To sum up, as illustrated in
Table 1, API calls and functions are the common sources that malware researchers have used to detect malware due to their effectiveness compared to other features. API-based features can be extracted from either dynamic or static analysis. The expected behavior can be extracted from API functions imported in the Import Address Table (IAT) of the PE samples in the static analysis. In contrast, the actual behavior, which is represented by the API call sequence, can be extracted from dynamic analysis. These two sources of features are not mutually exclusive in malware analysis. However, there is a lack of investigation into the correlation between the API calls extracted from static analysis and the API calls extracted from dynamic analysis. The absence of API calls during dynamic analysis and its presence in the static analysis may indicate obfuscated malware. Accordingly, the correlation between the API features extracted from the dynamic and static analysis can be used to improve the detection effectiveness of the existing malware solutions. Moreover, the absence of the API functions during static analysis and their presence during dynamic analysis may indicate evasive malware behavior. Accordingly, this study investigates the design of a model based on incorporating the correlation between dynamic- and static-analysis-extracted API sequences.

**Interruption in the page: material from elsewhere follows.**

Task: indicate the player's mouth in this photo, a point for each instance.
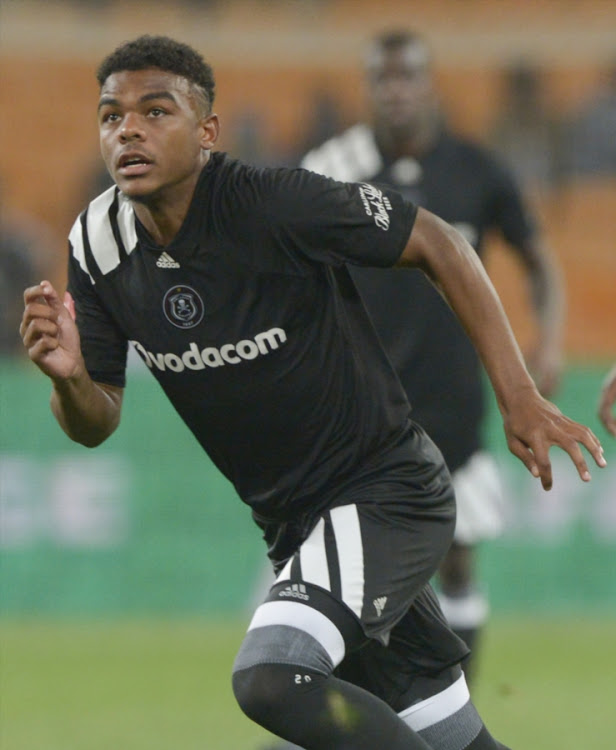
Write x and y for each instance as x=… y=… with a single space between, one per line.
x=134 y=164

The following sections detail the description of the proposed model.
3. The Proposed Model
As shown in
Figure 1, the proposed hybrid APIs-based malware detection model consists of seven phases as follows. The first phase is the API extraction from both dynamic and static analysis. The second stage involves the extraction of the API features us-ing n-gram techniques. The third phase is the feature representation, in which each textual API feature is represented by a numerical number based on the term frequency. The fourth phase is to select the important API features from both dynamic and static analysis. The fifth phase consists of building dynamic and static API-based classifiers. The sixth phase consists of computing the cosine similarity between the static and dynamic analysis feature vectors. Finally, the seventh stage is to construct the hybrid-based malware detection classifier. A detailed description of each phase is given in the following subsections.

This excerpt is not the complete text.